Depuis 40 ans, l’excision est interdite, même avec des sanctions pénales. Mais malgré tous ces efforts, encore cette année beaucoup de jeunes filles sont menacées de devenir victimes de cette violation de leur corps, de leur féminité.
Je me demande pourquoi ? Pourquoi tous ces efforts n’ont pas encore abouti, au contraire de beaucoup d’autres pays ? Pourquoi même les voix des plus grandes autorités religieuses sont ignorées ? Pourquoi les Guinéens qui sont quand-même un peuple qui respecte les lois ne respectent pas l’interdiction ? Comment faire afin que, dans 10 ans, la Guinée ne fera plus partie des derniers pays où cette pratique est répandue ?
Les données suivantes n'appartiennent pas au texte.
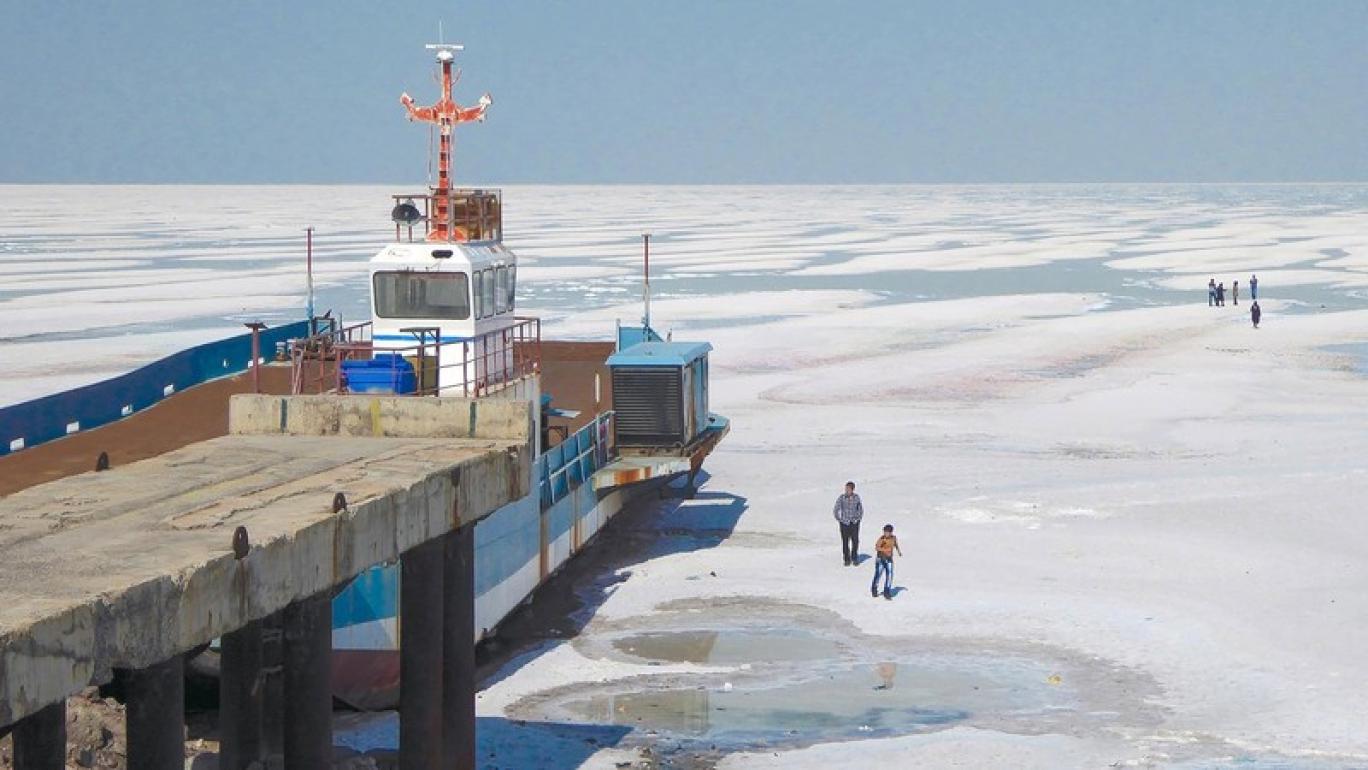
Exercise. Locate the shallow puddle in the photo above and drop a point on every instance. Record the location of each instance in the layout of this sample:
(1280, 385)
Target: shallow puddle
(822, 703)
(727, 647)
L´Ambassade de la République Fédérale d’Allemagne en Guinée profitant de ces vacances scolaires a initié l’organisation de cette journée d’échanges et de sensibilisation en langue nationale Soussou dans la belle ville de Coyah. Pour cette occasion, nous avons spécialement voulu sortir de Conakry aussi virtuellement. »
Dans un récit émouvant, la présidente du Club des jeunes filles leaders (CJFL) de Coyah, Marie Jacques Touré, a rappelé : « A l’âge de six (6) ans, lorsque j’étais partie en vacances dans mon village, au retour, ils (mes grands-parents) m’ont excisée. Ce n’était pas dans mon programme, puisque j’avais en tête, pour moi, c’était juste pour les vacances, pas pour me faire exciser. Après cela, j’ai reçu beaucoup de complications, à savoir les infections sexuellement transmissibles, à part le VIH, mais les pertes blanches qui m’ont tellement fatiguée parce que, nous avons été une trentaine de filles excisées avec le même couteau. Ensuite, j’ai eu des problèmes de règles parce que, j’ai vu mes premières règles à l’âge de dix-huit (18) ans. Ça m’a tellement fatiguée et mes parents aussi étaient inquiets de ce qui s’est passé. Il a fallu l’intervention des médecins pour me sauver. Mais combien de filles victimes des MGF n’ont pas accès à des soins adéquats pour faire face à leur mal ?», s’interroge la jeune fille, tout en larmes.
Pour clore, mademoiselle Marie Jacques, a dit que pour lutter contre ce fléau, que ce soit au niveau des parents, des acteurs de la société civile et le Club des Jeunes Filles Leaders (CJFL), c’est de stopper l’excision, pas seulement de la limiter, mais de la stopper complètement : « Parce que quand on leur dit de limiter, ils ne vont pas le faire. Toutes les personnes qui font cette pratique, nous allons les sanctionner et les montrer la rigueur de la loi », avertit la présidente du CJF de Coyah.
La rencontre a pris fin sur une note d’espoir de voir dans un proche avenir, les communautés guinéennes complètement débarrassées de toutes les pratiques dangereuses à la santé des jeunes filles.